Former U.S. Ambassador to the UN, Israel and Jordan Thomas Pickering and vice president and director of foreign policy at the Brookings Institution Martin Indyk provided their assessment of the situation on the ground and the administration's response. "One swallow doesn't make a summer," said Pickering of the reported progress being made in light of the continued protests. "We're going to have to wait and see and look very carefully." Indyk offered praise for the administration. "I would give President Obama credit here that, while he hasn't always got the messaging right, he's got the basic policy right, which is to get on the side of change and to try to use what influence we have to shape it in a peaceful and orderly way but to make clear that democracy needs to come to Egypt."

Jordanian Prince El-Hassan bin Talal warned that the Muslim Brotherhood should not be excluded from the negotiations in Egypt, and insisted that there was no question Egyptian President Hosni Mubarak would have to leave office. "I think the question is not whether he'll step down," said Hassan. "He said he will step down but it's a question of what follows."

ABC: THIS WEEK
Egyptian Vice President: Mubarak will not step down immediately
Egyptian Vice President Omar Suleiman said that President Hosni Mubarak will not give up power immediately, because "with this atmosphere, that means that the other people who have their own agenda will make instability in our country." Suleiman said that he himself will not run for president and that he agreed to serve as vice president "just to help the president in this critical time." On the government's promised talks with opposition parties, Suleiman said that Nobel Peace laureate Mohamed ElBaradei would not be included because he "is not one of the opposition." Asked about the motivations of the young people involved in the recent protests, Suleiman suggested that "others are pushing them to do that," pointing to those from outside Egypt. Suleiman added that his message to those who are protesting in Tahrir Square is that "we can say only go home; we cannot do more than that. We cannot push them by force."

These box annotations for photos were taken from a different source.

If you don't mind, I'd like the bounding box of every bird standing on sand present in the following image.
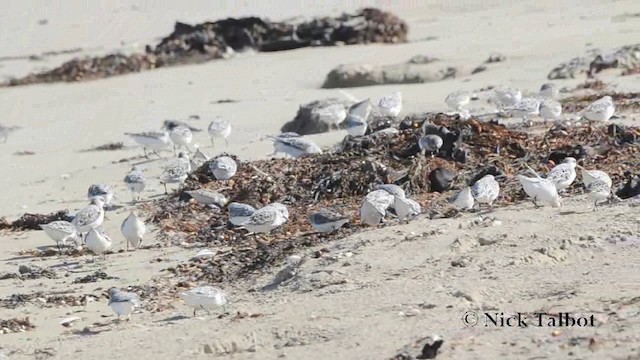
[378,91,402,117]
[471,174,500,208]
[108,287,140,322]
[346,99,373,137]
[120,212,147,251]
[547,157,577,192]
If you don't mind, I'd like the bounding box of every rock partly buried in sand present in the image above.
[322,62,458,89]
[280,98,353,135]
[547,44,640,80]
[0,8,409,86]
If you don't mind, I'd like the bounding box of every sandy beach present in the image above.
[0,0,640,359]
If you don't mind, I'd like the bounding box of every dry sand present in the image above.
[0,1,640,359]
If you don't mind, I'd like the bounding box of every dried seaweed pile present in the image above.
[0,317,36,334]
[562,92,640,113]
[5,8,408,86]
[147,114,640,282]
[0,210,72,230]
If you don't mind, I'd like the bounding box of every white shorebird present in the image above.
[378,91,402,117]
[243,204,289,234]
[494,87,522,109]
[207,118,231,148]
[539,98,562,124]
[578,166,613,188]
[185,189,227,208]
[40,220,79,254]
[85,228,113,258]
[209,156,238,180]
[539,83,560,99]
[178,286,229,316]
[71,197,104,238]
[444,90,471,112]
[452,186,476,210]
[579,96,616,122]
[471,174,500,208]
[374,184,407,198]
[169,125,193,154]
[124,166,147,202]
[587,179,611,211]
[547,157,577,192]
[124,131,173,159]
[418,134,444,157]
[393,196,422,221]
[269,136,322,158]
[160,153,191,195]
[87,184,115,207]
[120,212,147,251]
[504,97,540,123]
[227,202,256,226]
[516,165,562,208]
[108,287,140,321]
[360,189,395,226]
[346,99,373,136]
[309,209,349,233]
[311,104,347,129]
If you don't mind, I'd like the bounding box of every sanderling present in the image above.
[124,131,173,159]
[516,175,562,208]
[547,157,577,192]
[0,124,21,143]
[579,166,613,187]
[452,186,475,210]
[162,120,202,132]
[418,134,444,157]
[444,90,471,111]
[471,174,500,207]
[169,125,193,153]
[178,286,229,316]
[393,196,422,221]
[309,209,349,232]
[378,91,402,117]
[191,148,209,169]
[504,97,540,123]
[579,96,616,122]
[269,136,322,158]
[124,166,147,202]
[108,287,140,321]
[71,196,104,234]
[374,184,407,198]
[85,228,113,258]
[243,205,289,234]
[587,179,611,210]
[494,87,522,109]
[311,104,347,129]
[120,212,147,251]
[40,220,78,254]
[209,156,238,180]
[539,83,560,99]
[346,99,373,136]
[185,189,227,208]
[539,98,562,124]
[207,118,231,147]
[227,202,256,226]
[87,184,115,207]
[160,153,191,195]
[360,189,395,226]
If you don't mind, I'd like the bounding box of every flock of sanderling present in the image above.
[25,84,615,318]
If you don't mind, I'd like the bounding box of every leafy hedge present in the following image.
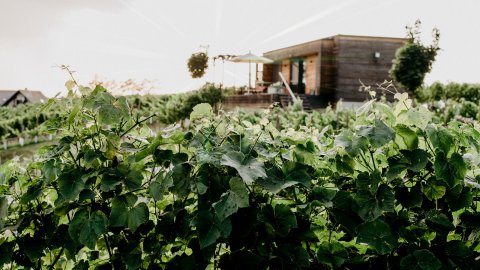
[0,88,480,269]
[417,82,480,104]
[0,84,222,138]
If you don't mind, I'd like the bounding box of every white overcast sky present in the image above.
[0,0,480,96]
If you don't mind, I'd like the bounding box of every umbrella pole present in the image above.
[248,61,252,94]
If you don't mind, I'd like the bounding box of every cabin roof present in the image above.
[263,34,407,61]
[0,90,18,106]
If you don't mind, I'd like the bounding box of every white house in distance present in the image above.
[0,89,48,107]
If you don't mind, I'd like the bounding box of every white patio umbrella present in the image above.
[229,52,274,91]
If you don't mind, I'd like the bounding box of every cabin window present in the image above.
[290,58,307,94]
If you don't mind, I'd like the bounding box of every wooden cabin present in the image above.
[263,35,407,104]
[0,89,48,107]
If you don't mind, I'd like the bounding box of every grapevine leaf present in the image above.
[425,125,455,157]
[400,149,428,172]
[447,189,473,211]
[192,211,232,249]
[148,174,173,201]
[395,184,423,208]
[356,171,382,194]
[357,219,397,255]
[68,209,107,249]
[400,249,442,270]
[355,185,395,221]
[445,240,472,258]
[94,92,129,125]
[395,125,418,150]
[0,241,15,267]
[221,151,267,184]
[258,204,297,236]
[42,159,61,183]
[335,130,368,157]
[425,210,455,232]
[110,194,149,231]
[423,184,447,201]
[58,170,85,200]
[317,241,348,268]
[434,152,467,188]
[213,177,248,221]
[358,119,395,148]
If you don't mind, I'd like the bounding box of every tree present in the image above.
[390,20,440,92]
[187,52,208,79]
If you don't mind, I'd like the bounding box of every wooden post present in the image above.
[278,72,297,101]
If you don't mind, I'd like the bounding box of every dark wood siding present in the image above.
[264,35,406,102]
[319,39,337,101]
[335,36,404,101]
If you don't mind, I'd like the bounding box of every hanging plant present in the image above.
[188,52,208,79]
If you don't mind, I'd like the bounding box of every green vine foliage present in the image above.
[187,52,208,79]
[0,87,480,269]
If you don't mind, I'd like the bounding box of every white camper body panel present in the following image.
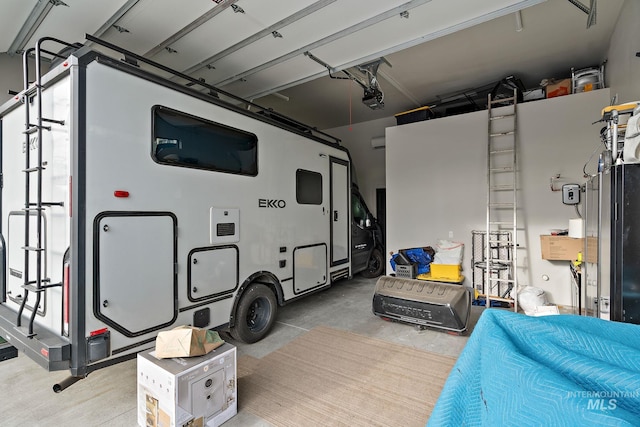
[80,62,349,349]
[0,49,352,375]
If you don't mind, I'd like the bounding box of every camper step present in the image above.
[0,337,18,362]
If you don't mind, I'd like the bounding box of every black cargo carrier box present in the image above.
[373,276,471,334]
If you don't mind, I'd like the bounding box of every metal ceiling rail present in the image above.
[93,0,140,37]
[142,0,238,58]
[180,0,337,74]
[214,0,431,88]
[244,0,547,99]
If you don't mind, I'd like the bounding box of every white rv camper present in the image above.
[0,39,383,390]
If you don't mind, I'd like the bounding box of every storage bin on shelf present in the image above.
[430,262,462,280]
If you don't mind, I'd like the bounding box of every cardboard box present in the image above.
[137,343,238,427]
[156,326,224,359]
[540,236,597,262]
[545,79,571,98]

Egyptian Ambassador to the United States Sameh Shoukry said that lifting Egypt's decades-long state of emergency "would be a very significant move" and "an indication of confidence that the political process is moving forward." He called the recent crackdown on journalists "deplorable," noting that it's been condemned "by various officials in the Egyptian government as totally unacceptable." Asked why violence against protesters was allowed to take place, Shoukry responded that "this is a very wide protest movement. The emotions were high and the situation was tense, and the capability of the military to handle this sort of situation was not at the outset sufficient," he said, adding that "that has been rectified."

CSPAN: NEWSMAKERS
Janet Napolitano: "I understand what we're asking of passengers"
Asked about the recent changes in Transportation Security Administration screening procedures, Homeland Security Secretary Janet Napolitano responded, "I understand what we're asking of passengers." She also said she had experienced the enhanced pat-downs TSA agents currently give passengers who refuse to go through the full-body scanners.

Napolitano refused to say whether there was a particular threat that made her more nervous than others. "I don't rank 'em in that sort of fashion," Napolitano said. She also compared the Department of Homeland Security's work with members of the Muslim community to counter radical Islam in the United States to traditional police work.